Beaumarchais created a shell company called Rodrique Hortelez and Company chartered in both France and Spain. It had a “business” relationship with two Americans, Silas Deane and Thomas Morris, brother of the American financier Robert Morris, who helped fund the American Revolution. Deane was a member of the Connecticut delegation to the Continental Congress and later, part of Benjamin Franklin’s delegation to France. He was the Comte de Vergennes contact.
By the time the Declaration of Independence was signed, the munitions were flowing from France and Spain through the Dutch island of St. Eustatius in the Caribbean. It was enough materiel to keep the Continental Army clothed and equipped in 1776.
When the Treaty of Alliance was signed, Beaumarchais was given his full civil rights back. He was an early supporter of the French Revolution and while out of the country, his enemies had him labeled a loyalist. It took him two years to clear his name and he returned to Paris where he died in 1799.

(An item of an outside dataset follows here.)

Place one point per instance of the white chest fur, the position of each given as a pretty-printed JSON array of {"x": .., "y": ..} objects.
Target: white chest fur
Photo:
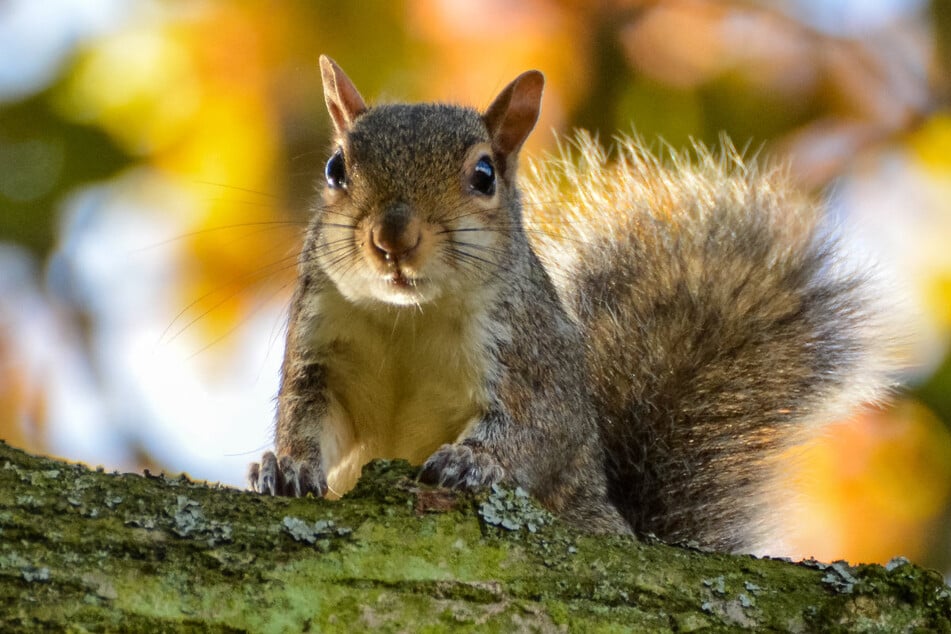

All did not end well for Deane even though the American Revolution succeeded. The British were gone but one of Deane’s associates, Arthur Lee was not happy. He had spent the war in both France and the U.K. and helped negotiate the Treaty of Alliance with France and felt “cut out.” Lee engineered the recall of Deane to the U.S. based on the accusations that not all of the contracted equipment arrived in the U.S. and vowed neither Deane nor Beaumarchais would be paid.
Deane was allowed to go back to Paris to collect his business records but by then most of his investments had failed and the merchant ships he owned had been captured by the British. He spent the rest of his life trying to clear his name.
Almost broke and ill, Silas Deane died in 1791 on a ship that was to bring him back to the United States. Philura Deane Alden, Deane’s granddaughter continued the fight to clear his name and receive compensation. In 1841, the Congress awarded her – $37,000 (~$1,097,730 today) and issued an apology stating the way her grandfather was treated was a gross injustice.
That’s questionable! Other sources or links suggest Louisiana Governor Luis de Unzaga created and began the Roderigue & Hortalez Company but was later managed by Beaumarchais. Either way, it was Spain who was first in late 1774 and or early 1775 to send military aid in weapons and supplies to the American Revolution Colonies and Rebels through Diego de Gardoqui and his family Company!
Michael,
There’s lots of conflicting info on who, when, what, where about munitions coming into the Thirteen Colonies during the American Revolution. Before they officially entered the war, France was supplying munitions, as were the Spanish. However, many of the sales were made by the Dutch which allowed the Patriots to take the powder and shot from its stores in the Dutch held islands in the southern Caribbean. St. Eustatius was a convenient place to operate from since many of the merchants who dealt in the rum/molasses/sugar trade had offices there. Ultimately, when one looks at the sources of powder, it was France, the Dutch Republic and Spain as the three largest suppliers.